Appellant did preserve his argument for a voluntary manslaughter instruction. He presented the instruction to the trial court, and the instruction is in the record. When presenting the instruction to the trial court, defense counsel said, “[M]y client doesn’t feel like it’s justified under the evidence.” The Commonwealth interprets this statement to mean appellant did not actually want a voluntary manslaughter instruction. However, this interpretation is incorrect, given appellant tendered the instruction to the court. Although counsel’s statement may be vague, appellant wanted the jury instructed on manslaughter. The trial court clearly understood that appellant was offering the instruction for presentation to the jury, not that appellant withdrew it from consideration. The trial court further expressed his reasons for not granting the instruction.
The Commonwealth also argues appellant’s presentation of this instruction, after the instruction for first-degree and second-degree murder were accepted by the trial court, was untimely and did not preserve the issue for appeal. However, the dialogue between counsel and the trial court concerning the instructions had not concluded when appellant offered his voluntary manslaughter instruction. The trial court had an adequate and timely opportunity to rule on the instruction, which he did. Appellant did preserve his argument for a manslaughter instruction.
The Commonwealth concedes the trial court’s exclusion of the manslaughter instruction, because “[t]here’s no manslaughter instruction with a plea of self-defense,” was wrong. The Commonwealth instead contends the evidence did not support the giving of the instruction to the jury. See Commonwealth v. Vaughn, 263 Va. 31, 36, 557 S.E.2d 220, 222-23 (2002). The Commonwealth argues this Court should apply the principle of “right result, wrong reason” in this case. However, the Commonwealth ignores the requirements of this rule.
“An appellate court may affirm the judgment of a trial court when it has reached the right result for the wrong reason.” [Driscoll v. Commonwealth, 14 Va. App. 449, 452, 417 S.E.2d 312, 313 (1992)]. However,
The rule does not always apply. It may not be used if the correct reason for affirming the trial court was not raised in any manner at trial. In addition, the proper application of this rule does not include those cases where, because the trial court has rejected the right reason or confined its decision to a specific ground, further factual resolution is needed before the right reason may be assigned to support the trial court’s decision.
Id. at 452, 417 S.E.2d 313-14 (citation omitted).

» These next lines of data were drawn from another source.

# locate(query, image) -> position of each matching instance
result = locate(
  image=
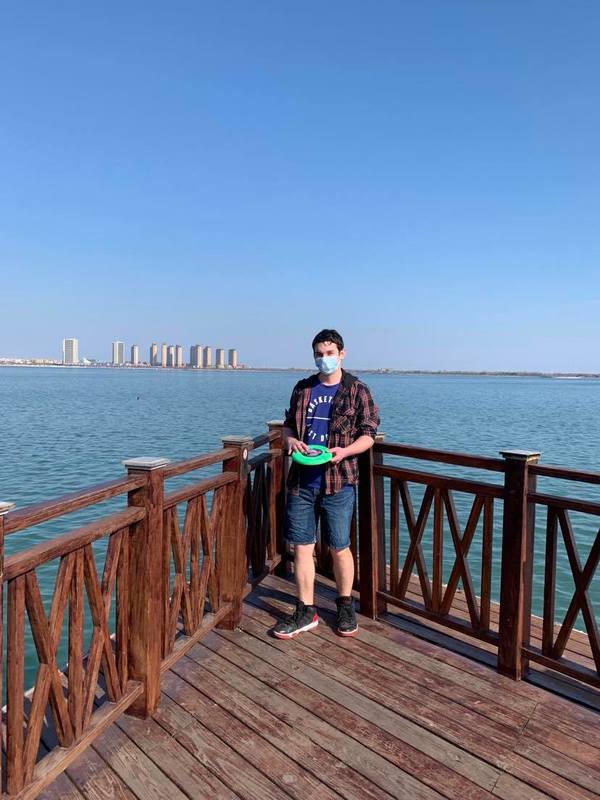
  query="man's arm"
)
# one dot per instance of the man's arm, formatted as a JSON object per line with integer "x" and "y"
{"x": 367, "y": 421}
{"x": 364, "y": 442}
{"x": 290, "y": 441}
{"x": 291, "y": 444}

Here, the right reason was never presented to the trial court. The Commonwealth never argued at trial that the evidence did not support a manslaughter instruction. The Commonwealth concedes the trial court’s rationale for the exclusion of the manslaughter instruction was erroneous. Since the Commonwealth did not argue at trial that the evidence did not support the instruction, we are obligated to find the trial court erred in excluding the instruction.
As the trial court improperly excluded a jury instruction, we reverse the convictions and remand for a new trial if the Commonwealth be so inclined. In so doing, we need not address the mistrial issue, since the issue is unlikely to arise in a new trial.
Reversed and remanded.
* Pursuant to Code ??17.1-413, this opinion is not designated for publication.
 Appellant objected to the first-degree murder instruction on the ground that the evidence was insufficient to support such an instruction. His objection was overruled.
 “‘The plea of self-defense and of passion . . . are not in conflict with each other.’” McClung v. Commonwealth, 215 Va. 654, 657, 212 S.E.2d 290, 293 (1975) (quoting Wilkins v. Commonwealth, 176 Va. 580, 583, 11 S.E.2d 653, 655 (1940)).
 The Commonwealth did not argue harmless error, either in its brief or at oral argument.